Maurice Temerlin se aseguró de documentar a "su hija" en plena faena con su amada aspiradora. El pie original de la foto rezaba: "Tras alcanzar el orgasmo, Lucy disfruta de un momento de reflexión antes de volver a su revista". Por fortuna no hay fotos de papá uniéndose a la fiesta masturbatoria.

   Es un alivio leer que Lucy ignoró el emergente onanismo de Temerlin en todos y cada uno de sus turgentes intentos. Si fuera yo, me sentiría inclinada a omitir ese fiasco de dudoso gusto de mis memorias. Pero Maurice K. Termerlin: en un capítulo titulado "Edipo-Schmedipo", el psicoanalista se sumergía en solemnes conclusiones acerca de cómo su rechazada tumescencia resultaba ser una gratificante evidencia de su estatus como padre de Lucy y la manifestación por parte de esta de un inherente tabú del incesto (una de las obsesiones del investigador).

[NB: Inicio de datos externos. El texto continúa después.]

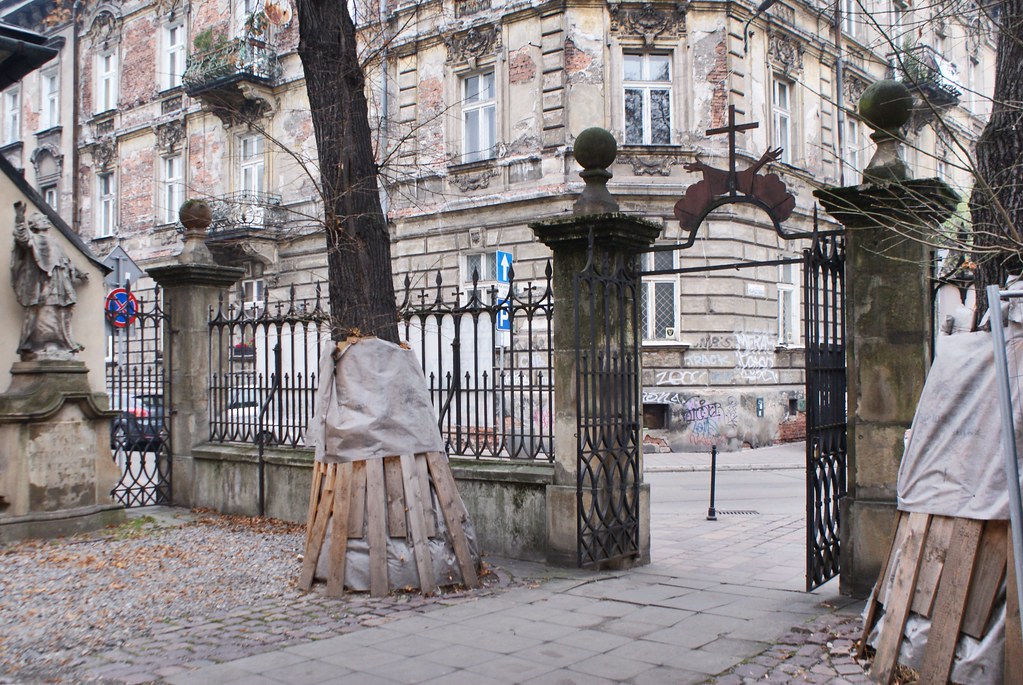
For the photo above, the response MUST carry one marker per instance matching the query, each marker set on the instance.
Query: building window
(172, 192)
(850, 12)
(788, 305)
(782, 119)
(252, 163)
(106, 82)
(480, 277)
(852, 156)
(105, 204)
(648, 99)
(659, 299)
(50, 93)
(174, 56)
(11, 116)
(51, 196)
(478, 112)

   Con el tiempo, el comportamiento de Lucy se hizo demasiado difícil para que los Temerlin pudieran afrontarlo. Aprendió a manejar todas las cerraduras de la casa, escapando a menudo a corretear por el barrio o encerrándose en la vivienda y dejando a sus padres fuera (lo que quizá no resulte demasiado sorprendente teniendo en cuenta todo lo anterior). Temerlin afirmaba que su hija incluso empezó a mentir: cuando la reñían por cagarse en la alfombra, la respuesta de Lucy en la lengua de signos consistía en señalar con el dedo a Sue, una de las estudiantes de posgrado que ayudaban al investigador.
   A los doce años de edad, siendo ya una adulta plenamente desarrollada, la chimpancé desafiaba por completo el control de sus padres. "Lucy era hiperactiva", escribía Temerlin. "Podía coger una sala de estar normal y convertirla en puro caos en menos de cinco minutos". De modo que con todo el dolor de su  corazón, los Tamerlin comprendieron que debían poner fin a su experimento doméstico y buscarle una nueva familia a su hija chimpancé.
   Y ahí fue donde Temerlin cometió su error de juicio más catastrófico: decidió repatriar a Lucy y liberarla.
   La envió a un centro de recuperación de chimpancés de Gambia acompañada de una joven científica. La selva africana estaba a años luz de la vida en las zonas residenciales de Oklahoma. Lucy prácticamente no había conocido a ningún otro chimpancé, y no mostró el menor deseo de integrarse en su nueva comunidad. Ni siquiera quería comerse las hojas y frutas silvestres que comían lo otros chimpancés, por no hablar de dormir con ellos en los árboles. Había adquirido otros gustos bastante más sofisticados, y ahora se encontraba atrapada en la jungla sin sofá ni mueble bar. [...] Al final, la hija de los Temerlin fue hallada muerta; le habían arrancado las manos, los pies y la piel. Se sospechó que había sido capturada por cazadores furtivos, a los que probablemene se había acercado con la mayor inocencia, dado que no tenía el menor temor a los humanos. Ellos se aprovecharon de aquella presa incosciente y excesivamente entusiasta. Y ese fue el final de Lucy.